Chapter 13: Data Storage Structures

File Organization

DB is stored as a collection of DB files. Each file is a sequence of records. Each record is in a sequence of fields. Each relation table is a set of tuples.

The record size is fixed. Each file has records of one particular type only. Different files are used for different relations. A tuple is stored as a record in DB.

Fixed-Length Records

Simple approach

a block contains several records
store record \(i\) starting from byte \(n \times (i - 1)\), where \(n\) is the size of each record
record access is simple but records may cross blocks
- modification: do not allow records to cross block boundaries (contiguous allocation)

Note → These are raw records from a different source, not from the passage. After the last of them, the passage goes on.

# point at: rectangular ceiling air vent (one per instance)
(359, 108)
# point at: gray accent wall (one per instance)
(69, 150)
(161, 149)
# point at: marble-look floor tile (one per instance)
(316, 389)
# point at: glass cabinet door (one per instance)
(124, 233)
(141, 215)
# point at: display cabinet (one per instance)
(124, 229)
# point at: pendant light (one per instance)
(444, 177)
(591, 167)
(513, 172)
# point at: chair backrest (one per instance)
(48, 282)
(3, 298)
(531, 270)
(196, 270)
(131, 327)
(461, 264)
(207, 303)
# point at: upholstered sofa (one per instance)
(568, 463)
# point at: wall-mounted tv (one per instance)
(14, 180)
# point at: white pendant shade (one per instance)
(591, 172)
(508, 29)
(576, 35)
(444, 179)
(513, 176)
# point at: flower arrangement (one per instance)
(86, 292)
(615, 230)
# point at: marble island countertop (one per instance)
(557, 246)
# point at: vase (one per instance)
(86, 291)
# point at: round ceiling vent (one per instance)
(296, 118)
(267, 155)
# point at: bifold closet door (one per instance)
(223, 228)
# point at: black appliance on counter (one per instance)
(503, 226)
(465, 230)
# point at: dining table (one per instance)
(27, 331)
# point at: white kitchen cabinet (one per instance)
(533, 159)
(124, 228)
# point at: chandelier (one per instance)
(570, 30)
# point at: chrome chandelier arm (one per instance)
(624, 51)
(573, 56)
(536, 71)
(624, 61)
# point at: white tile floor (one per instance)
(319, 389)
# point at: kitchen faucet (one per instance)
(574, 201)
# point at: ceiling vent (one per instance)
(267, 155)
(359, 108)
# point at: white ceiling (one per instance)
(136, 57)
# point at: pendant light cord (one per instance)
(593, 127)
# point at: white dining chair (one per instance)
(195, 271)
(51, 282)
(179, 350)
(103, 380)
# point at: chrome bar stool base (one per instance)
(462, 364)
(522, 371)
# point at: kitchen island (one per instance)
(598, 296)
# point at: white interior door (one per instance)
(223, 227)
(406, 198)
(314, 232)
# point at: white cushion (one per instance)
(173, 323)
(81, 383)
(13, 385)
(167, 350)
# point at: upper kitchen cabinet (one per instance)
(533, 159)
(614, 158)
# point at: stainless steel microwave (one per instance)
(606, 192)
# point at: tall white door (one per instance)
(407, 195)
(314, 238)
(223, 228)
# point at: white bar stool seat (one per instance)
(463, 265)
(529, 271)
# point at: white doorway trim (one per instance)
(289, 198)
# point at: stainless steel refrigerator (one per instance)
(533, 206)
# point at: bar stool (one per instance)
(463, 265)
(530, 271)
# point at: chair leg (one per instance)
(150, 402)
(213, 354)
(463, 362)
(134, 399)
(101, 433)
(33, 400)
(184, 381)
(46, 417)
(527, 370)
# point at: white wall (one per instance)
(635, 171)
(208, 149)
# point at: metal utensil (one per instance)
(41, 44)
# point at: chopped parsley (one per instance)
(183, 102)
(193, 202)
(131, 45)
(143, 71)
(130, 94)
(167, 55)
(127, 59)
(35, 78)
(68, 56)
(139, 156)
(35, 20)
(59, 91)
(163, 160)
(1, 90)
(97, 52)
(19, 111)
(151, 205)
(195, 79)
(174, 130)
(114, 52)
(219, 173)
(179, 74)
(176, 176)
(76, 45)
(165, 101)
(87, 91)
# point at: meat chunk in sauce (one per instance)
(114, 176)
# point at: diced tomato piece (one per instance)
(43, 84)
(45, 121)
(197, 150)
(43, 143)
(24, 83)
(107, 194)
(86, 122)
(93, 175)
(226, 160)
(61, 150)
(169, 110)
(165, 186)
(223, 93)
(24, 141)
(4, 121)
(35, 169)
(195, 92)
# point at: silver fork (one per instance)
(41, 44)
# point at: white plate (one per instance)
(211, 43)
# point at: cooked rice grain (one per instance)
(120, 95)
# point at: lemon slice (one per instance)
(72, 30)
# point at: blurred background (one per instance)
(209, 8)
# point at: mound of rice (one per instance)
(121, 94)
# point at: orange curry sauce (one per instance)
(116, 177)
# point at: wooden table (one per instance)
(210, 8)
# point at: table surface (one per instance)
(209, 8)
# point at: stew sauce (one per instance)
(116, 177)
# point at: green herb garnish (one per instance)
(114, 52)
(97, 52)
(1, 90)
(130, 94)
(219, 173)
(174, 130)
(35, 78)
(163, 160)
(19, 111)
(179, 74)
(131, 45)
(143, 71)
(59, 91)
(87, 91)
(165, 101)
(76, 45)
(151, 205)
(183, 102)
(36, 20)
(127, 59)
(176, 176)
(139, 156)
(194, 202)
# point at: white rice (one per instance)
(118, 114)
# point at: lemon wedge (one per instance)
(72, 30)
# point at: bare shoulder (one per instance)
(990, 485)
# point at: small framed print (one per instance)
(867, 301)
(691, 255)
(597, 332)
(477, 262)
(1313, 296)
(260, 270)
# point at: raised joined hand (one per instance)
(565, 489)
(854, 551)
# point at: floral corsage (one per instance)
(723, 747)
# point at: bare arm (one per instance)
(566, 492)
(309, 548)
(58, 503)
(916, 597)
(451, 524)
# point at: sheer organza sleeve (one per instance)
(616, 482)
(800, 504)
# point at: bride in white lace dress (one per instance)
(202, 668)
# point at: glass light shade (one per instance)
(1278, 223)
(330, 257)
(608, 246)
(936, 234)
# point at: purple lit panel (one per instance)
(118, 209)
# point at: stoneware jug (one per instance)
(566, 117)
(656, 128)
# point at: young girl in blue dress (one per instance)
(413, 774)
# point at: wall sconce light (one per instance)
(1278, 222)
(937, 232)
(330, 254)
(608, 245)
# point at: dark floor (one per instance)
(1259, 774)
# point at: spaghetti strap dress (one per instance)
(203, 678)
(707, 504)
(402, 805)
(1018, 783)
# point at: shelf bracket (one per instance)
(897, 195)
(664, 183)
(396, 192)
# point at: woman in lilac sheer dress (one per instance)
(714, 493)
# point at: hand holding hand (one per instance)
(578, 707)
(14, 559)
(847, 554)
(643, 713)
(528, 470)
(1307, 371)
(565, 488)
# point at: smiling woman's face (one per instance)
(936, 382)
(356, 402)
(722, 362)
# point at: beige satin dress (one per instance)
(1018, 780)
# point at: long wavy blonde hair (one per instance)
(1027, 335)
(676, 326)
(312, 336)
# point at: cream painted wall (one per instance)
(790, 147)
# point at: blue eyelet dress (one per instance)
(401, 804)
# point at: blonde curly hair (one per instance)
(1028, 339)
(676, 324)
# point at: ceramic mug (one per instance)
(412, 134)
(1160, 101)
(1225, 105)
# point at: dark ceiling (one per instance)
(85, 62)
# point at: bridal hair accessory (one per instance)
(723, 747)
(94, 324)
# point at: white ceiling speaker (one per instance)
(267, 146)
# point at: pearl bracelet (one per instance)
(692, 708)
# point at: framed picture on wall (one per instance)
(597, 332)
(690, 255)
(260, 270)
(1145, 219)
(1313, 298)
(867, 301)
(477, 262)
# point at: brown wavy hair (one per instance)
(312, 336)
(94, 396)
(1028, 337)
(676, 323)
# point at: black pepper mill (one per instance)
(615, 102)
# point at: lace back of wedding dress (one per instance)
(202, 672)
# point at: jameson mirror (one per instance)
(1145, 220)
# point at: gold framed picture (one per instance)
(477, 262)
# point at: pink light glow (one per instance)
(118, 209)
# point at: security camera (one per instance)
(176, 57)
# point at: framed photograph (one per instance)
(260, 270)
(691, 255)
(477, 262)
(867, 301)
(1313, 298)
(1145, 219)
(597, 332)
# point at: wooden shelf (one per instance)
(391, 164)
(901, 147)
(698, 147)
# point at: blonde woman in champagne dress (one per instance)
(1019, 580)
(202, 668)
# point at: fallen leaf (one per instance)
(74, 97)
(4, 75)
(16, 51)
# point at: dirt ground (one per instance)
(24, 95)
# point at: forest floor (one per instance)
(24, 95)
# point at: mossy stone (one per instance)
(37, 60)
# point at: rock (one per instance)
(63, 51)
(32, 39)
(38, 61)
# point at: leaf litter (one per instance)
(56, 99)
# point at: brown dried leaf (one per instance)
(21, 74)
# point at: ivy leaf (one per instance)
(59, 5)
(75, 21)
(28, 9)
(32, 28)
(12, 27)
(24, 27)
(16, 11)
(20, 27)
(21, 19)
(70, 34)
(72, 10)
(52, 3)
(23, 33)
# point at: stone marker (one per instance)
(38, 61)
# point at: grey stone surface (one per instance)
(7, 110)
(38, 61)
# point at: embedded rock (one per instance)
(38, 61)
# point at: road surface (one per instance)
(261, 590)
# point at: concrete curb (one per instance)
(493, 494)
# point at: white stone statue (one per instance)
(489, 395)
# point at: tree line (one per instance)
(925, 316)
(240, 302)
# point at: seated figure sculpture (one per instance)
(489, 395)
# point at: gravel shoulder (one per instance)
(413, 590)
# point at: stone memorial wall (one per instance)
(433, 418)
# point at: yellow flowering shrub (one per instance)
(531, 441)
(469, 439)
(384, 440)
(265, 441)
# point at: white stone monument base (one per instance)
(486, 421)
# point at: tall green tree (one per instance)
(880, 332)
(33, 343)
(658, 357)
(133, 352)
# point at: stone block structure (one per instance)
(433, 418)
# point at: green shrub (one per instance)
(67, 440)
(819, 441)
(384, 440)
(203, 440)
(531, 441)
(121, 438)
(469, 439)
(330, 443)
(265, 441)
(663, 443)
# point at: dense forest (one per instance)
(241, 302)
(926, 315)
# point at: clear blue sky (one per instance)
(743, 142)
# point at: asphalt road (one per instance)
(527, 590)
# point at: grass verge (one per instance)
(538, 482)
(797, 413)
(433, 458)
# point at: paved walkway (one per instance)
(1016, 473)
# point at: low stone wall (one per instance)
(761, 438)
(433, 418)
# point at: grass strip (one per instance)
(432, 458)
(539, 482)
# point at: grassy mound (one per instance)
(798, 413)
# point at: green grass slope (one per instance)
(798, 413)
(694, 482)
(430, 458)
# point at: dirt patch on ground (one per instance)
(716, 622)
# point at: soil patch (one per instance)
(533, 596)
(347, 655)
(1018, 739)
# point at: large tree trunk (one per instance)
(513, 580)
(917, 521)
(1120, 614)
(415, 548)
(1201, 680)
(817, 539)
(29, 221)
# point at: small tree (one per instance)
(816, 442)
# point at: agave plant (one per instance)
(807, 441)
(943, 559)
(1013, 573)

Deletion of record \(i\): alternative compacting

move records \(i + 1\), \(\cdots\), \(n\) to \(i\), \(\cdots\), \(n - 1\)
move record \(n\) to \(i\)
do not move records, but link all free records on a free list

“Fixed-Length Records”并不是指现实中每个字段的语义长度恒定不变，而是指“数据库在磁盘/页上为每条记录分配了一个固定的字节长度”。

当我们尝试删除某些 fixed-length records 时，可以使用 free lists。这个表在其 header 中存储第一个会被删除的 record 地址，然后我们再使用第一个会被删除的 record 存储第二个会被删除的 record 地址，以此类推（类似 pointers）。这也说明了，records can be stored in noncontiguous space。

Variable-Length Records

Variable length records arise in several ways:

Record types allow variable lengths, e.g. strings(varchar).
Multiple record types in a file. e.g. Multitable Clustering File.

So how to store variable-length records in block?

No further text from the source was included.